Monday, July 10, 2017

What Makes Me Happy?

The review that started with last week's blog has come about as part of Lisa Call's Masterclass (which is most excellent, by the way), and continues in a slightly different direction this week. Last week I chose some of the work I've made that I am most pleased with I should be concentrating on, based on those pieces.  I was really looking at what subjects they were about. Since then, though, I've realized that although the subject matter may change from one piece to the next, the story I am telling with my work remains the same. I remember hearing Valerie Hearder say some years ago, that we all really only have one story to tell. At the time, I mulled that over, and wasn't sure I agreed with her but now I think I understand the wisdom in her words a little better. So I re-visited my own work, those pieces that please me the most, and this time I asked myself if there are commonalities in the way they're constructed, or in what materials are used. This is what I came up with:
I love working with bright, saturated colours - mostly commercial fabrics, although I do add hand-dyes to the mix when it seems right.
I am happiest when I am stitching random strips of brightly colored fabrics together, making a new "something" from scraps, watching to see how it evolves.

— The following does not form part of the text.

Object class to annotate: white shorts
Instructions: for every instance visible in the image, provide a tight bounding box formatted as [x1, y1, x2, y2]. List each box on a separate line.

I am attracted to multiples of shapes.
It makes me happy when I find a way to add hand-stitching to my work.
So although the subject matter may be different in each of these pieces, there is a common thread running through them all. Both the story behind the pieces, and the process by which I made my story known, are the same in each piece. Now I feel I'm really getting somewhere, in deciding on the direction for my work. Each time I contemplate embarking on a new project, I might ask myself these three questions:
1. Is this piece telling the story I have in me?
2. Am I going to be able to use the fabrics and the techniques that I most love to work with in making it?
3. Does it make me happy to think about making this?
If I can answer "yes" to all three questions, then I will carry on with the work at hand. If, on the other hand, I'm making it because it's something I "should do", or something that I'm only undertaking because I've signed up to be part of a challenge/ an exhibit/ a group show that is planned by one of the organizations I belong to - well that simply isn't going to cut it. I want to be a little bit more discerning in what I spend my life working on. And at this point in my life, I want to to make what makes me happy by intention, and not just by happy accident (or not). There's no time to lose!